Years ago I wrote a Pascal interpreter in #swiftlang so I thought, why not try making it an iOS app. Pascal is still taught at some school as the first programming language and the retro theme is just so nostalgic. #iosdev
@igorkulman @krzyzanowskim Neat. I wish Apple still supported non-Apple languages out-of-the box. Would prefer Pascal/Modula-2 over Swift. ;)
@krzyzanowskim @igorkulman lol. Is this a competition to see who can name the most obscure language they’ve actually used? Yup, played with Ada. ;)
@SergKoren @krzyzanowskim @igorkulman Old languages: Algol, FORTRAN IV and V, APL, Pl/1, COBOL.
Helped getting a Pascal compiler running on our mainframe sometime around 1976, was on the standards committee up here for Ada, but not for long... it was a rubber stamp operation and boring as hell.
@alan @krzyzanowskim @igorkulman Cool.
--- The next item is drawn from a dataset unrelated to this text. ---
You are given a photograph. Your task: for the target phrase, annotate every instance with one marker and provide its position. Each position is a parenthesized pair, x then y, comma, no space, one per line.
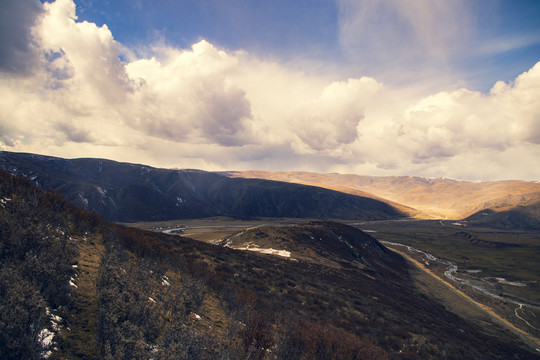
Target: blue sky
(418,87)
(496,39)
Never did PL/1. Seems like old guys were there before AI. ;)

@SergKoren @krzyzanowskim @igorkulman Hey, at the time I was working on early AI: a recursive descent natural language parser written in Pascal, and the first work on neural nets had already been published by then.

It's more accurate to say before a bunch of VC's started pushing AI as a product when it should still be in research labs until it works well enough to not be a force of destruction.

@alan @krzyzanowskim @igorkulman Neat. I wrote on of the first chatbots on Compuserve, which pretended to be a user in chat. I guess that would be considered AI nowadays :/
@SergKoren @krzyzanowskim @igorkulman All depends on whether or not there was some sort of inference engine in there. Otherwise it's just a really cool FSM.
@alan @krzyzanowskim @igorkulman yeah, it was a combination of FSM with rudimentary language brute-force processing. Not very "intelligent", but could pretend to converse and maintain a bit of conversational context. Also, had a bit of randomness thrown in to initiate chats.
@SergKoren @krzyzanowskim @igorkulman It's funny. In "The Emperor's New Mind", Roger Penrose attempted to prove that AGI was computationally impossible, and my response to his hypothesis was "nothing a random number generator couldn't fix."
@alan @krzyzanowskim @igorkulman lol. What matters is that human behavior appears random to other humans (even if it isn't computationally so).